When I found out that this month’s Recipe ReDux theme was titled “Sea What You’ve Been Missing” I knew I was in trouble. We were instructed to use little fishes like anchovies, sardines or smelt, OR we could focus on sea vegetables like kelp or seaweed. Now, you would think that I would I would be pretty good at this kind of challenge since I’ve studied Japanese, traveled to Japan, and adore sushi. But I’ve never really made any of these things myself.
I was tempted to buy one of those dried seaweed snack packages that you find at Trader Joe’s and sprinkle it over popcorn (it’s yum, you should try it), but I was afraid that would be cheating.

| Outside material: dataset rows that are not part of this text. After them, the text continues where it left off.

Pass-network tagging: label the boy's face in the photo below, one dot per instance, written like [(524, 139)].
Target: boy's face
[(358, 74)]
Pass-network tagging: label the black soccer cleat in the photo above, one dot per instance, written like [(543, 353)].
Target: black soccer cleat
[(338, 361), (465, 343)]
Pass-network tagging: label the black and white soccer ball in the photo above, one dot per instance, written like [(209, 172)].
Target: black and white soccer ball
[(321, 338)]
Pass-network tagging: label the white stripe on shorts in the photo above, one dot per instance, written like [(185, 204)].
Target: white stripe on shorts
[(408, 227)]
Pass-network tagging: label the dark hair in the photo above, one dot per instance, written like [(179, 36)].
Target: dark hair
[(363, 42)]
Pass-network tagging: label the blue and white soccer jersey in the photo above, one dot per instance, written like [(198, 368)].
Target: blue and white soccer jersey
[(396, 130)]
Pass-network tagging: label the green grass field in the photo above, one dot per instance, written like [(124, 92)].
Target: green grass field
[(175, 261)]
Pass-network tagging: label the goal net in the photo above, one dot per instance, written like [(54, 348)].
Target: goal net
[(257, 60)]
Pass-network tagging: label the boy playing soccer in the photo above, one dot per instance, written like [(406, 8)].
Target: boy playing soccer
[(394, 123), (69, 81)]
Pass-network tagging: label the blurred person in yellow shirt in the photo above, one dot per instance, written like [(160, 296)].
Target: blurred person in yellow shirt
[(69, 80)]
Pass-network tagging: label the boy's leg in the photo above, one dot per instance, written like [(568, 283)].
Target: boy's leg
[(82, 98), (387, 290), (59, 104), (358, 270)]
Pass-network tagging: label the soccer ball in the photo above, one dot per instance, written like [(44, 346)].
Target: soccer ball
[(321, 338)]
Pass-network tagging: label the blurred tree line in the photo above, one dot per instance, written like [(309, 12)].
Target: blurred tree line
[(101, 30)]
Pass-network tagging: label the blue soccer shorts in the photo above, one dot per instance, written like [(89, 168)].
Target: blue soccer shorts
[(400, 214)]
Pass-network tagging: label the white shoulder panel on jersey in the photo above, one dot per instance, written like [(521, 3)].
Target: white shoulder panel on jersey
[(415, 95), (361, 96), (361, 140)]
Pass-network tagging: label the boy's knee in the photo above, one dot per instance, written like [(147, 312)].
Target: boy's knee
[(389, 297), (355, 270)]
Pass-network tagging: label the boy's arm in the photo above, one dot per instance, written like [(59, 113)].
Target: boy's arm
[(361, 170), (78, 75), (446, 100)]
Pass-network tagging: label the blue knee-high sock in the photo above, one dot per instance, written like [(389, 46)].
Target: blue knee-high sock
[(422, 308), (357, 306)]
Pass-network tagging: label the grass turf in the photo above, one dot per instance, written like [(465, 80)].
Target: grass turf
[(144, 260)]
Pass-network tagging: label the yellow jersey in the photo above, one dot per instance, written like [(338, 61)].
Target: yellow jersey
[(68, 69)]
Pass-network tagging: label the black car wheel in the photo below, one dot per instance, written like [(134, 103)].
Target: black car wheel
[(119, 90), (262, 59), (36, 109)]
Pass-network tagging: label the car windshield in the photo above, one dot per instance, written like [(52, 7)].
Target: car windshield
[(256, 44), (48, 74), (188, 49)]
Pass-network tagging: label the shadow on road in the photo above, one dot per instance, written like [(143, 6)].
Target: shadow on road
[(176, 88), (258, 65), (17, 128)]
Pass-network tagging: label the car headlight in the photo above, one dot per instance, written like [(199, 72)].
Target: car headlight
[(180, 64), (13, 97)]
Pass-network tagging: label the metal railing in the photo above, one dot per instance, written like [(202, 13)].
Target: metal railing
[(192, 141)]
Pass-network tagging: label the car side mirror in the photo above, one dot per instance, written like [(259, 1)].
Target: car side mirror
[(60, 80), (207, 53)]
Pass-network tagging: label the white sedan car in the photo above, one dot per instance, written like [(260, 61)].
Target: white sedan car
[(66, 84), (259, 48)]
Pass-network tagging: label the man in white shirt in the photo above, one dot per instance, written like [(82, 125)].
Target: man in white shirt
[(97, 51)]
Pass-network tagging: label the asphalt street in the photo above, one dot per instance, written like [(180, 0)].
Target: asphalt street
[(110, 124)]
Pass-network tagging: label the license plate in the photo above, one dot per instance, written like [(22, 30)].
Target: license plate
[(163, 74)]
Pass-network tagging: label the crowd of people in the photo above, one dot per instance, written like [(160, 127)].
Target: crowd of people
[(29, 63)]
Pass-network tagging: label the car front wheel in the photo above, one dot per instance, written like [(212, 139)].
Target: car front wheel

Then I thought, let’s buy a tin of sardines. So I did. And it’s still sitting in my pantry.
One thing I know I can handle is a sheet of nori seaweed. That’s the stuff they use to roll sushi. My parents have taken sushi making classes in the past and have given me a few lessons. I know I like the flavor of nori, but what to do with it?
I was planning to make a purslane cucumber salad this week with the purslane I scored from the Agritopia Farm Stand. Why not change things up and make a purslane cucumber seaweed salad? I threw in a yellow bell pepper for color, and you know what? The salad turned out delicious! After taking approximately 903 pictures of it (that’s how many you have to take to get a few good ones), I devoured the entire bowl.
I know that I probably lost some of you when you heard the word “seaweed” and probably even more of you with “purslane”, but for those who are sticking around, this dish only takes a few minutes to put together and is perfect for a fresh summer salad.
Be sure to check out the rest of the Recipe ReDux posts below. I can’t wait to see what everyone came up with!
Hopefully someone will tell me what to do with the sardines.
- 1 cup purslane, finely chopped
- 1 english cucumber, halved and thinly sliced
- 1 yellow bell pepper, finely diced
- 5 sheets nori seaweed, cut in half lengthwise, then cut into ¼” strips
- 1 Tbsp. rice vinegar
- 1 tsp. dark sesame oil
- 2 tsp. toasted sesame seeds
- ¼-1/2 tsp. black sea salt (to taste)
- In a large bowl, combine purslane, cucumber, bell pepper and nori seaweed strips. Stir to combine.
- Mix rice vinegar and sesame oil in a small bowl, then pour over salad.
- Add sesame seeds and salt. Mix and serve or chill.